Kekacauan dalam negeri semakin ditambah dengan kuatnya pengaruh gubernur militer Satsyuma dan Cosyu. Ini mengakibatkan jatuhnya pemerintahan Syogun kepada Tenno. Pada tahun 1867 Kaisar Osyahito (Komei Tenno) menyerahkan kekuasaannya kepada Kaisar Meiji.

Kaisar Meiji menyusun rencana pembangunan untuk memodernisasi Jepang yang jauh tertinggal dari negara Barat. Industri dalam negeri Jepang melakukan produksi yang lebih besar untuk diekspor ke luar negeri. Komoditi teh dan sutera sangat laku di luar negeri. Dari hasil penjualan ini devisa negara Jepang pun bertambah. Dari pendapatan devisa inilah dibeli mesin-mesin modern untuk perusahaan teh dan sutera.
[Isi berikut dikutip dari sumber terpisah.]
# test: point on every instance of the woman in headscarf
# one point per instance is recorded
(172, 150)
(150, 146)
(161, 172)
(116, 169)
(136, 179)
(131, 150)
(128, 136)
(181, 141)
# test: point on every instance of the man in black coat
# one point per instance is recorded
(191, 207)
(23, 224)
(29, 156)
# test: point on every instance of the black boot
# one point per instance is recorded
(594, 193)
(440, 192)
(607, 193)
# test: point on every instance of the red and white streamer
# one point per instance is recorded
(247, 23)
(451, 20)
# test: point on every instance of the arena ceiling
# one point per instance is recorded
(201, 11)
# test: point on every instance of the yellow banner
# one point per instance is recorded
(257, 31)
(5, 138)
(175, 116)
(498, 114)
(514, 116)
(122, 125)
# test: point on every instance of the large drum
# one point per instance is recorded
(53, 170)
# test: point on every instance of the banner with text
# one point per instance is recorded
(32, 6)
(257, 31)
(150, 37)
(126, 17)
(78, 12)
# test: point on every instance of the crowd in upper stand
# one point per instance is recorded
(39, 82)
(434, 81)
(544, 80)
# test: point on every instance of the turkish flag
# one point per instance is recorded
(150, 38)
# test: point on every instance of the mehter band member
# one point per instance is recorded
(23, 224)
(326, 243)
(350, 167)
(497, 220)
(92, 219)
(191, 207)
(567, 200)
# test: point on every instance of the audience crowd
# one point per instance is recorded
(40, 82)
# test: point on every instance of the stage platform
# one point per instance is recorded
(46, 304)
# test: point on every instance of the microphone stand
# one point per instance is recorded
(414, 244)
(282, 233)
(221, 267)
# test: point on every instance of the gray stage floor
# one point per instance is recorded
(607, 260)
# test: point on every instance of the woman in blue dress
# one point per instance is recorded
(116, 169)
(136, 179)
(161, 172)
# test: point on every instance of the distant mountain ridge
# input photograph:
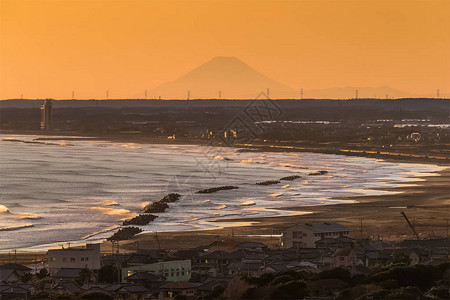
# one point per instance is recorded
(234, 78)
(237, 80)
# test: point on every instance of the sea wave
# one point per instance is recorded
(276, 195)
(99, 232)
(109, 203)
(17, 227)
(28, 217)
(112, 211)
(3, 209)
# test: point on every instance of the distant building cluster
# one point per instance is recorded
(46, 114)
(206, 271)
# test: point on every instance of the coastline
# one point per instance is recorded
(414, 154)
(427, 203)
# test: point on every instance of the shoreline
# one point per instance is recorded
(266, 229)
(426, 203)
(355, 150)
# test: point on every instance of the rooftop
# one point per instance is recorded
(319, 227)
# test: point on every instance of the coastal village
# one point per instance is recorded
(317, 260)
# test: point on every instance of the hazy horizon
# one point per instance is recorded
(50, 48)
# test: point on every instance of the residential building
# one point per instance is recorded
(74, 258)
(306, 235)
(46, 114)
(345, 258)
(174, 270)
(178, 288)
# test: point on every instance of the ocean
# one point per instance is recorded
(57, 191)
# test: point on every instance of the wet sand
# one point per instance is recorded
(427, 205)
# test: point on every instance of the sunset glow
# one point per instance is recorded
(51, 48)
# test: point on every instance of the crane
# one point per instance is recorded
(416, 235)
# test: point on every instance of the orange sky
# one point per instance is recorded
(49, 48)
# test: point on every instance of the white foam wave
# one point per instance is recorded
(109, 203)
(99, 232)
(248, 203)
(3, 209)
(27, 217)
(18, 227)
(112, 211)
(276, 195)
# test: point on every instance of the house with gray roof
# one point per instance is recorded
(306, 235)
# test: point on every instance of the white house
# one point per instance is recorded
(306, 235)
(74, 258)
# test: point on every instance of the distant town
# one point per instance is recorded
(317, 260)
(409, 129)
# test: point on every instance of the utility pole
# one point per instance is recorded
(360, 228)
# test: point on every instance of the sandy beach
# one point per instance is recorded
(426, 203)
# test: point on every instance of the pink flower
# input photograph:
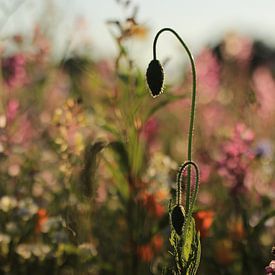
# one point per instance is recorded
(14, 71)
(208, 73)
(149, 130)
(264, 86)
(236, 158)
(12, 109)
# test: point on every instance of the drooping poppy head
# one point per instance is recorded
(178, 218)
(155, 77)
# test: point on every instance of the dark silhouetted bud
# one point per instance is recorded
(178, 218)
(155, 77)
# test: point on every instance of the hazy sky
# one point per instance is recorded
(199, 22)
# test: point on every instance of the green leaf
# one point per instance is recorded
(87, 176)
(122, 155)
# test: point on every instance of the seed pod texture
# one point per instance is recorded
(155, 77)
(178, 218)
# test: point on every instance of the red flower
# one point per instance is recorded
(157, 242)
(42, 217)
(145, 252)
(204, 220)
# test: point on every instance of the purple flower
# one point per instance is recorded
(14, 70)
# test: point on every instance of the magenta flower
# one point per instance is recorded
(236, 158)
(14, 70)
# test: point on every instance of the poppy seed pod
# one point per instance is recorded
(178, 218)
(155, 77)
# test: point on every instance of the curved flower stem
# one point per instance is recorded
(192, 112)
(179, 182)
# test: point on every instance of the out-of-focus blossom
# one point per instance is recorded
(42, 46)
(204, 220)
(236, 229)
(238, 48)
(42, 217)
(7, 203)
(208, 74)
(12, 109)
(264, 149)
(236, 158)
(224, 252)
(157, 242)
(151, 203)
(14, 71)
(205, 172)
(264, 86)
(145, 252)
(270, 269)
(149, 130)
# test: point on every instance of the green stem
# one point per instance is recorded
(192, 112)
(179, 182)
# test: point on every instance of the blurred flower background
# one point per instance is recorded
(88, 159)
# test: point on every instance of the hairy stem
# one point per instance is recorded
(192, 112)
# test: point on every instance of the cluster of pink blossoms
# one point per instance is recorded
(236, 158)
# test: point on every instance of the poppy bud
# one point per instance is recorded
(178, 218)
(155, 77)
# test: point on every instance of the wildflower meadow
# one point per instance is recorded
(109, 168)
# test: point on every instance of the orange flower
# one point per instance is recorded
(145, 252)
(42, 217)
(224, 252)
(236, 229)
(150, 202)
(157, 242)
(204, 220)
Untuk mengoperasikan mesin tersebut, Jepang untuk sementara memakai jasa ahli teknik luar negeri. Baru ketika mereka sudah ahli dalam pengoperasian mesin tersebut para ahli teknik dipulangkan ke negeri asalnya.

Industri alat perang dan alat besar pun berkembang pesat. Nama-nama seperti Yosyuda, Mitsui, Sumimoto dan Mitshubishi muncul seiring berkembanganya industri alat perang dan alat besar di Jepang.

Pada bidang pendidikan Jepang mengikuti sistem pendidikan yang ada di Eropa Barat. Setiap anak yang sudah menginjak umur enam tahun diwajibkan untuk belajar . Pada setiap 600 penduduk diadakan setidaknya satu sekolah rendah. Untuk memudahkannya, Jepang membagi delapan daerah pendidikan yang setiap daerah diisi 32 sekolah menengah dan satu perguruan tinggi.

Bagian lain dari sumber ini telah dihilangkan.